Researchers have discovered a mechanism that may explain why people with COVID-19 lose their sense of smell.
Published online February 1 in the journal Cell, the new study finds that infection with the pandemic virus, SARS-CoV-2, indirectly dials down the action of olfactory receptors, proteins on the surfaces of nerve cells in the nose that detect the molecules associated with odors.
Led by researchers from NYU Grossman School of Medicine and Columbia University, the new study may also shed light on the effects of COVID-19 on other types of brain cells and other lingering neurological effects of COVID-19 such as "brain fog," headaches, and depression.
Experiments showed that the presence of the virus near nerve cells (neurons) in olfactory tissue brought an inrushing of immune cells, microglia, and T cells that sense and counter infection. Such cells release proteins called cytokines that changed the genetic activity of olfactory nerve cells, even though the virus cannot infect them, say the study authors. Where immune cell activity would dissipate quickly in other scenarios, in the brain, according to the team's theory, immune signaling persists in a way that reduces the activity of genes needed for the building of olfactory receptors.
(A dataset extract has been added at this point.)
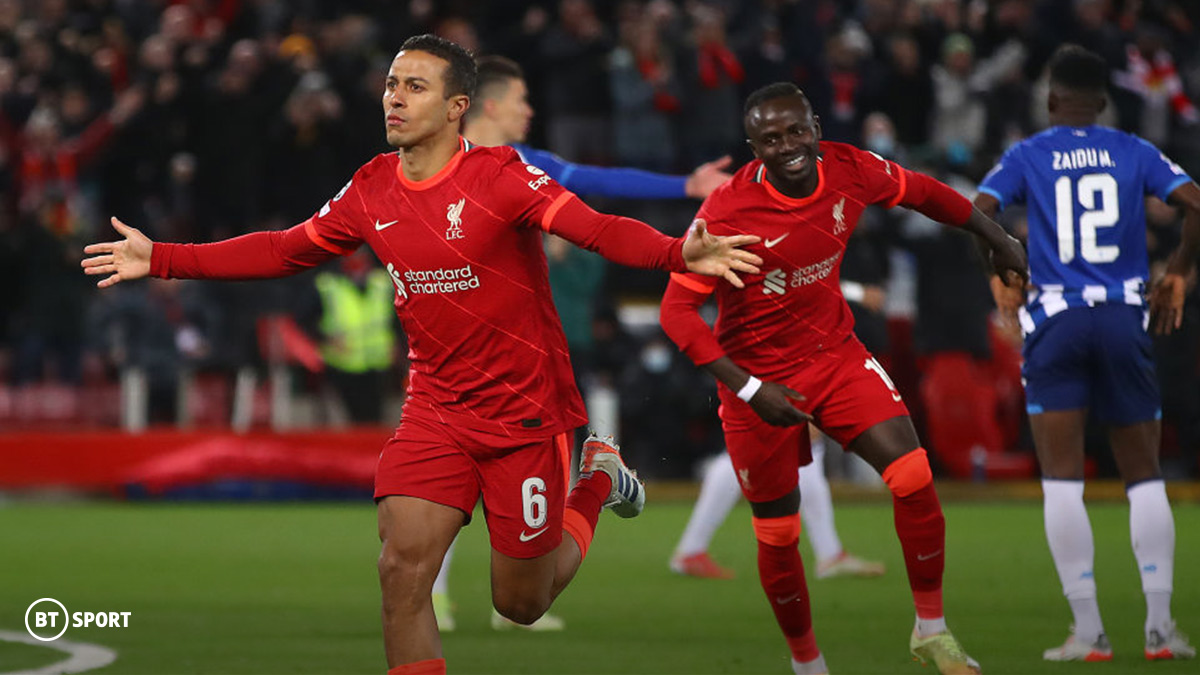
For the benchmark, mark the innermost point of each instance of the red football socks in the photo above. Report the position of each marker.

Our findings provide the first mechanistic explanation of smell loss in COVID-19 and how this may underlie long COVID-19 biology. The work, in addition to another study from the tenOever group, also suggests how the pandemic virus, which infects less than 1 percent of cells in the human body, can cause such severe damage in so many organs."
Benjamin tenOever, PhD, co-corresponding author, professor, Departments of Medicine and Microbiology, NYU Langone Health
Change in architecture
One unique symptom of COVID-19 infection is loss of smell without the stuffy nose seen with other infections like the common cold, researchers say. In most cases, the smell loss lasts only a few weeks, but for more than 12 percent of people with COVID-19, olfactory dysfunction persists in the form of ongoing reduction in the ability to smell (hyposmia) or changes in how a person perceives the same smell (parosmia).
To gain insight into COVID-19-induced smell loss, the current authors explored the molecular consequences of SARS-CoV-2 infection in golden hamsters and in olfactory tissue taken from 23 human autopsies. Hamsters represent a good model, being mammals that both depend more on the sense of smell than humans, and that are more susceptible to nasal cavity infection.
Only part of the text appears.